Лежу на боку, колени согнуты и подтянуты к животу. Палец выводит на шершавой от старости и множества стирок простыне сложные фигуры. Одеяло где-то в стороне. Холодно, но я терплю: согреюсь – усну, но спать нельзя, хочется додумать.

В голове – набор кадров, хочу собрать их в стройный видеоряд, и пусть Дима твердит, что все уже понятно. Я должна увидеть все собственными глазами.

Представляю себе таймлайн, жирную линейку внизу экрана.

Историю про Эдика и кассету бросаю в самое начало одним куском: здесь и так все понятно. А вот дальше... Вглядываюсь в разрозненные, хаотичные кадры.

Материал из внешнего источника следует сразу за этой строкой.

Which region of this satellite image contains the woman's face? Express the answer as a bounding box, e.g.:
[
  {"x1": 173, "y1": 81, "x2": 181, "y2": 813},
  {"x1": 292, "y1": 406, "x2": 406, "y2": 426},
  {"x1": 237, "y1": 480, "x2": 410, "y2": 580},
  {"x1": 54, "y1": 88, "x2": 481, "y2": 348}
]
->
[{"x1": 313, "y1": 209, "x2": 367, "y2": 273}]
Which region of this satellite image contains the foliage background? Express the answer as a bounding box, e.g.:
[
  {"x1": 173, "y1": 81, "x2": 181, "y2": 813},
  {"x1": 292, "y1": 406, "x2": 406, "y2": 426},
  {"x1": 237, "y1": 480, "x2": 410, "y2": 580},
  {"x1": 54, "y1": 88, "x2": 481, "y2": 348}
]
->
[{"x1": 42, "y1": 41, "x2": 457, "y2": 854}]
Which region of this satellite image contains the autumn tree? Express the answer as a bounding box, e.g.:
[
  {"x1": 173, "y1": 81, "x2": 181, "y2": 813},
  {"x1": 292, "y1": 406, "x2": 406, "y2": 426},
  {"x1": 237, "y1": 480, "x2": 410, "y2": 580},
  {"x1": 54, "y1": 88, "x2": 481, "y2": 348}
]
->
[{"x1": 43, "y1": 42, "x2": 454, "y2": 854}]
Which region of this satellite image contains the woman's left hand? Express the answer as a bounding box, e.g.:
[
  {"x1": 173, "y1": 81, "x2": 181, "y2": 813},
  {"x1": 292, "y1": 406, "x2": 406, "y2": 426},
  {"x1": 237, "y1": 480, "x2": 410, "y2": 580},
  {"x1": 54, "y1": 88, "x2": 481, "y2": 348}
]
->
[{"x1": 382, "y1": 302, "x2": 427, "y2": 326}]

Эдик встречает Волкова перед эфиром...

Волков и охранник уходят из студии...

Эдик остается – зачем?

Где кассета?

Почему Эдик решается на переговоры о кассете в офисе?

Когда он успевает поговорить с Волковым?

Почему Эдик остается в офисе, и когда уходят Волков и охранник?

Вопросы – словно начитка, не закрытая видеорядом. И еще одна картинка, без звука: кассета крупным планом. Кассета, кассета... К чему тут эта кассета? Выкинуть бы ее с таймлайна, все уже с ней ясно, но она не выкидывается, словно нарочно заблокирована на линейке, висит перед глазами, и тут я вспоминаю, от кого еще слышала про эту кассету: от Лапули. Вижу серое, измученное лицо, белые пряди волос, перемешанные с рыжим мехом лисьей шубы; след от синяка под опухшим глазом.